先進国として開発途上国に対する貢献活動の意味もあり、これまで多くの実績を残して来た事も確かだ。
一方で、人材送り出し国も経済的発展を遂げ、あらゆる環境が変化した事で、同制度の「実態」に光が当たる事も増えた。
コロナ禍によって浮き彫りにされた課題と、今後、日本が進むべき動向について、3人の有識者が語り合った。
◎聞き手
株式会社 データ・マックス
代表取締役 児玉 直
コロナ禍だからこそできること
変わるべき実習制度の実態
明川 今回、コロナ禍によって国際間の物理的交流が止まり、同時に問題も多く生まれました。
日本も急激な不況に見舞われており、中小企業は真っ先に切り易い実習生を、一方的に解雇しています。
時には、空港に置き去りにしたり、無給で労働させたりするなど、悪質な実例も有ると報告を受けています。
DEVNETではSDGsの一環として実習制度を推奨し、様々な取り組みを行なって来ましたが、この様な状況を踏まえ、より加速化させる必要があると考えています。
私たちは今、農業に目を向けています。
日本には(農協連 以下、農協という)素晴らしい制度があります。この制度そのものをベトナムに提供するというプロジェクトです。

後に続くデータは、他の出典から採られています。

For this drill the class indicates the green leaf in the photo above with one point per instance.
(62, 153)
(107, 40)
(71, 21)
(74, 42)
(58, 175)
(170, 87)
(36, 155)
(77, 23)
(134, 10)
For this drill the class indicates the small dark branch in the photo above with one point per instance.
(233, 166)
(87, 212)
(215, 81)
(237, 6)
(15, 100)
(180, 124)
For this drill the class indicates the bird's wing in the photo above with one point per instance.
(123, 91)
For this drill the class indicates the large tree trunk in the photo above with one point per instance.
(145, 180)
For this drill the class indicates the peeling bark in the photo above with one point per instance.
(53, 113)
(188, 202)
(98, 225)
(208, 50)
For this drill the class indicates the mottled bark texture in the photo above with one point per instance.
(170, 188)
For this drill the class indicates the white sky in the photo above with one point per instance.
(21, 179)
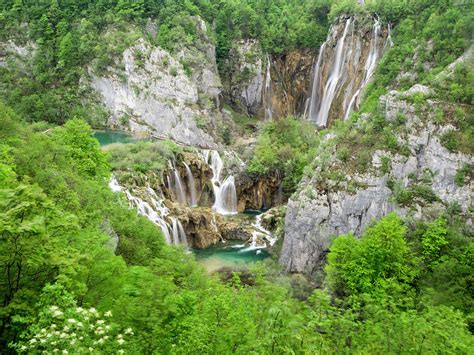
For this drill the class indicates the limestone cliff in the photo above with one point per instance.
(163, 94)
(325, 206)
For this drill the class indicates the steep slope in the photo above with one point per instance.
(411, 171)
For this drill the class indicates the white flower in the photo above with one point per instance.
(57, 314)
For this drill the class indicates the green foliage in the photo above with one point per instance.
(464, 175)
(141, 157)
(285, 146)
(373, 265)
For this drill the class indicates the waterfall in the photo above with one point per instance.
(114, 185)
(267, 98)
(179, 236)
(369, 68)
(224, 191)
(191, 185)
(146, 210)
(333, 80)
(176, 184)
(315, 100)
(259, 231)
(389, 36)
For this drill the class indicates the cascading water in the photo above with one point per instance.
(179, 236)
(146, 210)
(176, 185)
(370, 66)
(315, 100)
(191, 185)
(259, 232)
(338, 80)
(333, 80)
(267, 98)
(225, 194)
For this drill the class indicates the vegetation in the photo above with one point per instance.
(404, 286)
(284, 147)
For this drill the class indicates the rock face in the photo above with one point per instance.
(318, 211)
(155, 93)
(344, 66)
(266, 86)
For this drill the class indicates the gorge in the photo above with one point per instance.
(236, 176)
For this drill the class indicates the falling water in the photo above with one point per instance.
(179, 236)
(224, 191)
(259, 232)
(370, 66)
(176, 184)
(268, 92)
(333, 80)
(146, 210)
(315, 100)
(191, 185)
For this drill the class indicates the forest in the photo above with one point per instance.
(404, 286)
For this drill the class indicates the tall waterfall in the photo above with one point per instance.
(315, 99)
(176, 185)
(369, 68)
(267, 93)
(191, 185)
(156, 212)
(179, 236)
(224, 191)
(333, 80)
(345, 64)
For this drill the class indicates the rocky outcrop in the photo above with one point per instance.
(204, 228)
(165, 95)
(267, 86)
(321, 209)
(345, 64)
(258, 193)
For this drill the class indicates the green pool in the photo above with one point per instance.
(232, 254)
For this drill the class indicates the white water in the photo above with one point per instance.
(191, 185)
(179, 236)
(259, 234)
(176, 185)
(225, 195)
(146, 210)
(333, 80)
(369, 68)
(315, 99)
(268, 92)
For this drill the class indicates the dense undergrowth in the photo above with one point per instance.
(404, 287)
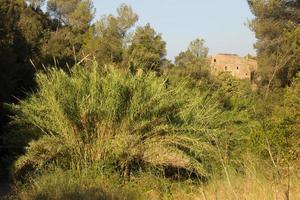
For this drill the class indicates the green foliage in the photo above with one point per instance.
(107, 39)
(276, 27)
(96, 117)
(147, 50)
(194, 60)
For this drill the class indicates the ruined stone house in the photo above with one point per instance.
(239, 67)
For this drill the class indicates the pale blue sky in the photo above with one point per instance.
(220, 22)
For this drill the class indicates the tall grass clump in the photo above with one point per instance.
(94, 117)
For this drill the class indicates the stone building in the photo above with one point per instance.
(239, 67)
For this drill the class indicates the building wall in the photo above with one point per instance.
(239, 67)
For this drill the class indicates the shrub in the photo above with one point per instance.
(105, 117)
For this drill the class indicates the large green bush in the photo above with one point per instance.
(94, 116)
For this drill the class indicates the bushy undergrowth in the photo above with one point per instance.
(104, 133)
(98, 117)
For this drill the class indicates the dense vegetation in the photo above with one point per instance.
(96, 111)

この制度のもと、鳥や牛などの家畜を預託し、生産元を援助する仕組みをベトナムで実施する方針です。
これは日本に高い農業技術が有るにも関わらず、地方を中心に深刻な人材不足が問題となっており、ベトナムで活用されていない豊かな土地の運用を同時に解決するための計画なのです。

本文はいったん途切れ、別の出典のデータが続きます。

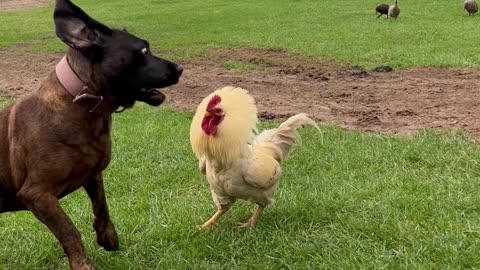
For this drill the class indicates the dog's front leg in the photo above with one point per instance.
(46, 208)
(103, 226)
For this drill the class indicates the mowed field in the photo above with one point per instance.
(347, 199)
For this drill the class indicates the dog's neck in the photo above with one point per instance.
(82, 95)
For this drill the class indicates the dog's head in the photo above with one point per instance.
(120, 62)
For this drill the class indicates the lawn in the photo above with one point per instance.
(427, 33)
(347, 199)
(354, 200)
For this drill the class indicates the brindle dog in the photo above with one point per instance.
(57, 139)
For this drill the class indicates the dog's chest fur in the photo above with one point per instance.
(49, 137)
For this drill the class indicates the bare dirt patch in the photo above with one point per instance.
(395, 102)
(12, 5)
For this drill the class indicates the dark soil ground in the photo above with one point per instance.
(394, 102)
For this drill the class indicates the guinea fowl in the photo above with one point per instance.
(394, 10)
(382, 9)
(470, 6)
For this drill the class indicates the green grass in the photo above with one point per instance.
(427, 33)
(355, 201)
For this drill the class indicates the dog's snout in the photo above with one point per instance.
(178, 69)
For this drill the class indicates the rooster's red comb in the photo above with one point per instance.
(213, 102)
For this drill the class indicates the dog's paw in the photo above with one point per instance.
(108, 238)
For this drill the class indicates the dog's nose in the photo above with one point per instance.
(179, 69)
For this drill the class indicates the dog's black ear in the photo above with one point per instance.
(76, 29)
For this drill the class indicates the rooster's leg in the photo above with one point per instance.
(253, 220)
(209, 224)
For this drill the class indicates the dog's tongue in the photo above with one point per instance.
(152, 97)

現在、農協を中心に声をかけており、実現に向けて動いています。
堂道 英明 氏
堂道 農協など日本の制度を作り上げてベトナムで雇用する為には、ベトナム政府から日本政府への支援要請が必要です。
この要請があり、日本で支援できる財団や人材が入れば技術協力は可能でしょう。
私が社外役員をしている会社では、外国人労働力の安定的確保の為に、技能実習生の日本での生活を支えると共に、必要な業種では、送り出し派遣国の関連企業との提携強化やM&Aも必要だと考えています。
明川氏の構想は、帰国した技能実習生の起業を支援できないかというものであり、似た様な側面があります。
一過性の労働力として見ないで、技能の発展を共有して、送り出し派遣国でも産業を起こそうとしている点が、優れた構想だと思います。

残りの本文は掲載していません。